Eglises d'Asie

Le président de la Conférence épiscopale reproche au gouvernement de négliger le coût social et humain de l’émigration des Philippins

Publié le 18/03/2010




Au lieu de chercher à maximiser les transferts que les émigrés philippins envoient au pays, au lieu de pousser le maximum de Philippins à partir travailler à l’étranger, le gouvernement devrait s’attacher à améliorer la situation faite aux immigrés philippins dans les pays où ils travaillent.

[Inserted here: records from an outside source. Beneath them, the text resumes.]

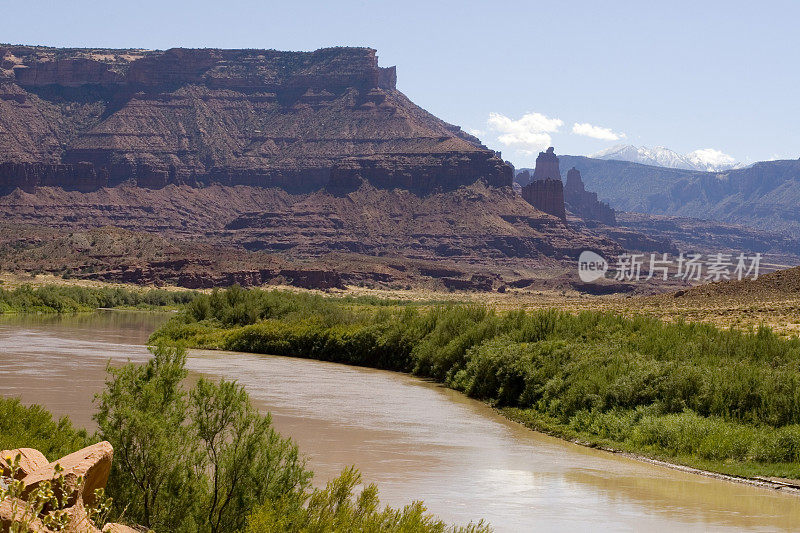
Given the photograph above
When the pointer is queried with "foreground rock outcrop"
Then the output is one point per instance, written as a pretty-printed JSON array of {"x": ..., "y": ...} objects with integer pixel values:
[
  {"x": 84, "y": 119},
  {"x": 79, "y": 473}
]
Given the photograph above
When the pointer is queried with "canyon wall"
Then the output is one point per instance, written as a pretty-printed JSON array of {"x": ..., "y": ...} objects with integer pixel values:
[
  {"x": 545, "y": 191},
  {"x": 584, "y": 203},
  {"x": 83, "y": 119}
]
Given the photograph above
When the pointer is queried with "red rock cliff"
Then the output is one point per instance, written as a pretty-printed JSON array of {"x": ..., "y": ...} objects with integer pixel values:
[
  {"x": 86, "y": 118},
  {"x": 546, "y": 192},
  {"x": 584, "y": 203}
]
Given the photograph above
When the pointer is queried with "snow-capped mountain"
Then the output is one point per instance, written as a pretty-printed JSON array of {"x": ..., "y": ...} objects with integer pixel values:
[{"x": 708, "y": 159}]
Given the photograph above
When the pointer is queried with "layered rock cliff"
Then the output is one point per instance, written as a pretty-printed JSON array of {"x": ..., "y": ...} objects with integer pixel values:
[
  {"x": 546, "y": 192},
  {"x": 84, "y": 119},
  {"x": 584, "y": 203}
]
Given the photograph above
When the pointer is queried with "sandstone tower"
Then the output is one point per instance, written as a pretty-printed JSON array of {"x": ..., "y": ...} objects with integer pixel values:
[
  {"x": 546, "y": 192},
  {"x": 584, "y": 203}
]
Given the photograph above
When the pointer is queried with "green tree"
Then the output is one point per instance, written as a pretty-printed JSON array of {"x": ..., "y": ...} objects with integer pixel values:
[
  {"x": 246, "y": 461},
  {"x": 196, "y": 460},
  {"x": 143, "y": 414},
  {"x": 336, "y": 509}
]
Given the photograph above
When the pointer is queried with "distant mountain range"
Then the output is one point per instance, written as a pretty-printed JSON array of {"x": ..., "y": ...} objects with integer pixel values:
[
  {"x": 764, "y": 195},
  {"x": 707, "y": 160}
]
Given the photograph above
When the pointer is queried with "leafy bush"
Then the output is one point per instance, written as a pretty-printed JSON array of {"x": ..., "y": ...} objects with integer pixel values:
[
  {"x": 336, "y": 509},
  {"x": 672, "y": 388},
  {"x": 65, "y": 299},
  {"x": 34, "y": 427}
]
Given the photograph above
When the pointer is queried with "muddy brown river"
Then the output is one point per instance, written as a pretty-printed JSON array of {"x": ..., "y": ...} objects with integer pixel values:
[{"x": 414, "y": 439}]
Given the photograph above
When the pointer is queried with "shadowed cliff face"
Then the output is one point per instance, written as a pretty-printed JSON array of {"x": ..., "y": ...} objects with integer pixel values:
[{"x": 84, "y": 119}]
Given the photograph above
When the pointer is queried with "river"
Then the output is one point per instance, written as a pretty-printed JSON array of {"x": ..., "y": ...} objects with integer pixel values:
[{"x": 415, "y": 439}]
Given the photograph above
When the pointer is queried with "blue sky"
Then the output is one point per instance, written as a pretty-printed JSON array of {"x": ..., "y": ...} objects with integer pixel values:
[{"x": 685, "y": 75}]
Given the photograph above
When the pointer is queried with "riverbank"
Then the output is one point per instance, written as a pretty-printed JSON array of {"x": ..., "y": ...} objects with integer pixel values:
[
  {"x": 717, "y": 400},
  {"x": 50, "y": 299}
]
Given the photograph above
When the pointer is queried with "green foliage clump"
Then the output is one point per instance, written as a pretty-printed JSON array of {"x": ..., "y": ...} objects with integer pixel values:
[
  {"x": 34, "y": 427},
  {"x": 680, "y": 390},
  {"x": 69, "y": 299},
  {"x": 195, "y": 460},
  {"x": 336, "y": 509}
]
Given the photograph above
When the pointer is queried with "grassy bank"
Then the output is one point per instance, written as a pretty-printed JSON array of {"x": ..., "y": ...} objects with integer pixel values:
[
  {"x": 723, "y": 400},
  {"x": 74, "y": 299},
  {"x": 199, "y": 458}
]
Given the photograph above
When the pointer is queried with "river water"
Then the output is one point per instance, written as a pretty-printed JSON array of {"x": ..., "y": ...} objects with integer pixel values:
[{"x": 416, "y": 440}]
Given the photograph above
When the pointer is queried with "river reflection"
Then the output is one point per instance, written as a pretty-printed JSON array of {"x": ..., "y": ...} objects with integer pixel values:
[{"x": 415, "y": 439}]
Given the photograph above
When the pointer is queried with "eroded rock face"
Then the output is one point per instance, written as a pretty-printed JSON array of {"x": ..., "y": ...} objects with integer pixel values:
[
  {"x": 545, "y": 191},
  {"x": 547, "y": 166},
  {"x": 584, "y": 203},
  {"x": 84, "y": 119},
  {"x": 93, "y": 464},
  {"x": 85, "y": 471},
  {"x": 546, "y": 195},
  {"x": 30, "y": 460}
]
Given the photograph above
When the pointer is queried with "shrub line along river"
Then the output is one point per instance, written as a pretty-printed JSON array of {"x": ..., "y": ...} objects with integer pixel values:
[{"x": 416, "y": 440}]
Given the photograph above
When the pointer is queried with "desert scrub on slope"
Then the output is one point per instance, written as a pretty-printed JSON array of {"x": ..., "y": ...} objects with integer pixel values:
[{"x": 722, "y": 399}]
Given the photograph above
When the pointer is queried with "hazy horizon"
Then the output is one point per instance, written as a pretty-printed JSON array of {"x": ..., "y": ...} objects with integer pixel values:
[{"x": 582, "y": 77}]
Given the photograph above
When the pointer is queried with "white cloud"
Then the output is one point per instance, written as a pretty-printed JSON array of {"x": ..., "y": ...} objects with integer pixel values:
[
  {"x": 596, "y": 132},
  {"x": 529, "y": 134},
  {"x": 711, "y": 159}
]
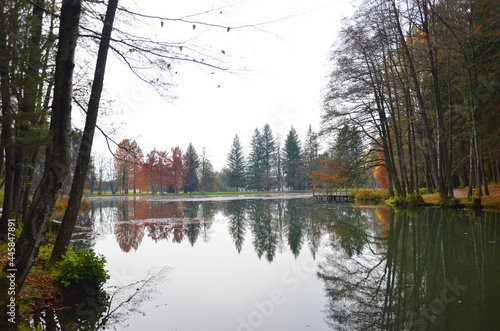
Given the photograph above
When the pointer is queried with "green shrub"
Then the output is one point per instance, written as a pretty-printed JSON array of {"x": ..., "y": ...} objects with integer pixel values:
[
  {"x": 414, "y": 199},
  {"x": 82, "y": 266},
  {"x": 364, "y": 195}
]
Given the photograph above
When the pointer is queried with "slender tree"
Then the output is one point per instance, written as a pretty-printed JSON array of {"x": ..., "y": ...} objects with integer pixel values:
[
  {"x": 58, "y": 161},
  {"x": 192, "y": 164},
  {"x": 292, "y": 161},
  {"x": 236, "y": 165}
]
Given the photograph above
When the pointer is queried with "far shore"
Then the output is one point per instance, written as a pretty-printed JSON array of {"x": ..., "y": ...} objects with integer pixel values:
[{"x": 212, "y": 196}]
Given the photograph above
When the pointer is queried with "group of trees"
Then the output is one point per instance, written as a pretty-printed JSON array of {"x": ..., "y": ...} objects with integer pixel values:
[
  {"x": 271, "y": 166},
  {"x": 46, "y": 50},
  {"x": 419, "y": 80},
  {"x": 159, "y": 171}
]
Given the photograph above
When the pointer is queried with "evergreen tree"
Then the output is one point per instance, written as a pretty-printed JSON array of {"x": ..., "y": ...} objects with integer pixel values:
[
  {"x": 268, "y": 175},
  {"x": 348, "y": 147},
  {"x": 192, "y": 164},
  {"x": 292, "y": 161},
  {"x": 236, "y": 165},
  {"x": 311, "y": 155},
  {"x": 255, "y": 162}
]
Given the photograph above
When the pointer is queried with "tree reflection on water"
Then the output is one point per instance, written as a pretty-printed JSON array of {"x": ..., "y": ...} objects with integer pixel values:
[
  {"x": 435, "y": 270},
  {"x": 382, "y": 270}
]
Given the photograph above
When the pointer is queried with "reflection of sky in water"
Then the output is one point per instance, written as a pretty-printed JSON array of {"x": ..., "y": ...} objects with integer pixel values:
[
  {"x": 301, "y": 266},
  {"x": 211, "y": 286}
]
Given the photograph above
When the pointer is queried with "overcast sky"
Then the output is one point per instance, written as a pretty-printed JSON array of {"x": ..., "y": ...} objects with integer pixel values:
[{"x": 278, "y": 75}]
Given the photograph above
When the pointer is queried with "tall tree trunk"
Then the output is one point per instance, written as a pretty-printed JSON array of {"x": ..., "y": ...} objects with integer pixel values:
[
  {"x": 82, "y": 163},
  {"x": 7, "y": 132},
  {"x": 58, "y": 165},
  {"x": 31, "y": 83},
  {"x": 422, "y": 108}
]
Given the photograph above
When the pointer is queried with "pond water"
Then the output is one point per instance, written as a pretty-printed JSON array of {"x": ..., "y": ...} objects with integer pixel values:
[{"x": 288, "y": 264}]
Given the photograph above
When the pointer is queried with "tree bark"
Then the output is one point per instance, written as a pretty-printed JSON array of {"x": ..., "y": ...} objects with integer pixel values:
[
  {"x": 58, "y": 165},
  {"x": 82, "y": 163},
  {"x": 7, "y": 131}
]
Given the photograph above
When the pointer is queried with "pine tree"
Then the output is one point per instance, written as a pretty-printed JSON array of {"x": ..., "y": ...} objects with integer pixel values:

« Malheureusement, notre gouvernement ne paraît préoccupé que par l’importance des fonds transférés par les Philippins de l’étranger », se désolait Mgr Angel Lagdameo, président de la Conférence des évêques catholiques des Philippines, lors du discours de clôture prononcé le 30 août dernier au séminaire San Carlos de Makati, où, durant deux jours, étaient réunis 35 délégués de l’ICMC (International Catholic Migration Commission).

 

Mgr Lagdameo, archevêque de Jaro, s’est livré à une critique en règle de la machine à émigrer mise en place aux Philippines et qui fait de ce pays l’un des grands pourvoyeurs de main-d’œuvre, tant féminine que masculine, à travers le monde. Il a rappelé que, dès le XIXème siècle, le pape, en la personne de Léon XIII, estimait immorale toute organisation du travail entraînant la séparation durable et prolongée des membres d’un même foyer. C’était en 1891 avec l’encyclique Rerum Novarum. Aujourd’hui, a poursuivi l’évêque, les migrations sont inscrites dans les faits comme un phénomène de masse, notamment la migration des travailleurs qui partent à l’étranger sans leur famille, et cette réalité a des conséquences « dramatiques sur la vie des familles et la fabrique sociale ».

 

Ces migrations « soulèvent des questions éthiques beaucoup plus importantes que les aspects économiques qui sont en jeu », a continué Mgr Lagdameo. Ainsi, les difficultés qui surgissent dans les couples dont l’un ou les deux membres sont partis travailler à l’étranger sont immenses « et ne peuvent être résolues par un seul surcroît de bien-être économique, qu’il soit exprimé en termes financier ou de développement ». L’évêque a évoqué les conséquences sur les couples et les familles, des séparations géographiques, des mariages de convenance ou bien encore des violences domestiques. Selon les enquêtes sociales disponibles, un mariage sur deux où l’un des conjoints est parti travailler à l’étranger se termine par une séparation ou un divorce (1).

 

Mgr Lagdameo a appelé la Commission pour les migrants et les gens du voyage de l’épiscopat philippin à travailler auprès du gouvernement afin que celui-ci défende le droit des Philippins à migrer non plus de manière individuelle mais en famille.

 

Il a ajouté qu’il était bien conscient de l’importance de l’apport que représentaient les transferts financiers des migrants philippins. Ce sont même ces flux financiers qui ont permis et permettent encore à l’économie du pays de garder la tête hors de l’eau, palliant ainsi la mauvaise gestion des dirigeants, a-t-il souligné (2). Mais il est clair, a-t-il insisté, que le gouvernement promeut l’émigration pour des motifs purement financiers et des objectifs de court terme. L’administration Arroyo, comme les autres avant elles, ne veut pas voir les changements profonds que connaît la structure familiale aux Philippines : multiplication des familles monoparentales, foyers dont le chef de famille est un enfant.

 

« Le coût négatif induit par ces évolutions sociales n’est pas pris en compte par l’administration, qui n’a les yeux fixés que sur quelques indicateurs économiques et financiers », a encore expliqué Mgr Lagdameo. L’impact économique de la migration est indéniable et il est positif, a-t-il poursuivi, car ces migrations améliorent le budget de plus de quinze millions de foyers, mais l’impact social n’est jamais pris en considération dans les comptes de la nation.

 

Sur le plan ecclésial, Mgr Lagdameo a appelé les prêtres, notamment les curés des paroisses d’où partent les migrants et ceux des paroisses où ils arrivent, à se mettre au service de cette population. Il a noté que, souvent, l’unique intérêt des prêtres, que ce soit aux Philippines ou dans les pays où les Philippins partent travailler, se trouvait dans les ressources financières ou les talents que les migrants pouvaient représenter. Or, sur un plan pastoral, il est essentiel que l’Eglise défende les migrants sur le plan des principes, sur leur droit à migrer en famille ou à demander le regroupement familial.

 

Installée à Genève et approuvée en 1951 par Pie XII, l’ICMC est au service des réfugiés, des personnes déplacées et des migrants. La rencontre de Makati concernait le bureau ‘Asie’ de cette organisation et a rassemblé 35 délégués, dont treize évêques, venus de quinze pays de la région.